“Não me deixem só”: Com desafio de controlar língua, Ciro oficializa candidatura sem alianças

Presidenciável do PDT, que faz convenção nesta sexta, ainda tem esperanças de atrair apoio na esquerda.

Gustavo Uribe, via Folha on-line 20/7/2018

Em sua terceira campanha presidencial, Ciro Gomes oficializa sua candidatura ao Palácio do Planalto na sexta-feira [20/7], em Brasília, com o desafio de controlar o estilo verborrágico e de tentar contornar o risco de isolamento político.

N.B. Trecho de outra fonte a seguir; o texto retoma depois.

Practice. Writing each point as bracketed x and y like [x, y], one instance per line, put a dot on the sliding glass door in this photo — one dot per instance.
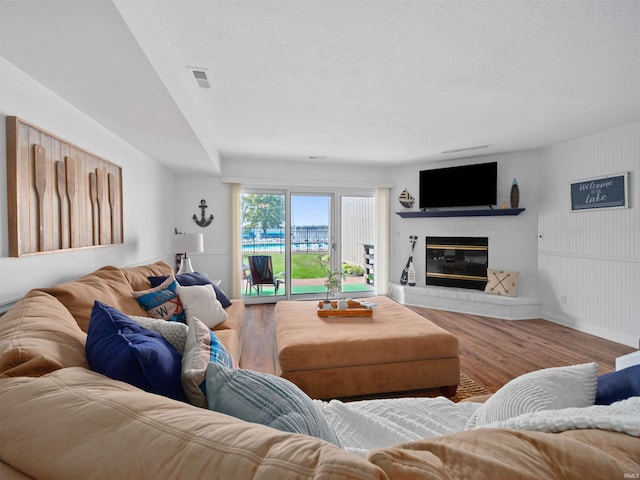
[264, 245]
[312, 243]
[290, 240]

As duas dificuldades foram seus principais obstáculos nas disputas presidenciais passadas, nas quais foi derrotado no primeiro turno, e voltaram a ameaçá-lo nesta semana, antes mesmo do início oficial da corrida eleitoral.

Na segunda-feira [16/7], Ciro tinha a certeza de que conseguiria o apoio de cinco partidos do chamado centrão, dando uma demonstração pública de força política na convenção nacional do PDT.
Ele chega à convenção, contudo, sem o respaldo de nenhum deles, sem nenhuma aliança confirmada e sem um nome para o posto de vice.

O bloco formado por DEM, PP, PR e Solidariedade decidiu formar uma aliança com Geraldo Alckmin, do PSDB. Desde o início de junho, dirigentes das siglas vinham criticando, em conversas reservadas, o comportamento imprevisível do pedetista, que, na quarta-feira [18/7], xingou uma promotora de São Paulo.

Além dos episódios recentes de destempero, causou desconforto crítica feita pelo presidenciável no passado ao ex-presidente nacional do PR Valdemar Costa Neto. Em 2004, Ciro disse que ele estava “embriagado” ao ter pedido a saída do então ministro da Fazenda, Antônio Palocci.

Em jantar com as legendas do centrão, em junho, Ciro já havia sido cobrado pelo gênio forte. O marqueteiro dele, Manoel Canabarro, e o coordenador da campanha, seu irmão Cid Gomes, já lhe pediram para evitar palavrões. Em resposta, ele tem prometido conter o pavio curto. “Ele tem tentado se policiar”, afirma o irmão.

Até agora, no entanto, o esforço não surtiu efeito. A cúpula do partido, que tinha a expectativa inicial de que ele adotasse um perfil “paz e amor” na disputa deste ano, estratégia que ajudou a eleger Lula em 2002, já descartou essa possibilidade.

A personalidade explosiva é apontada por dirigentes pedetistas como um dos fatores que prejudicaram a candidatura de Ciro em 2002. Na época, perguntado pela imprensa, ele respondeu que um dos papéis na campanha eleitoral de sua então mulher, a atriz Patrícia Pillar, era dormir com ele.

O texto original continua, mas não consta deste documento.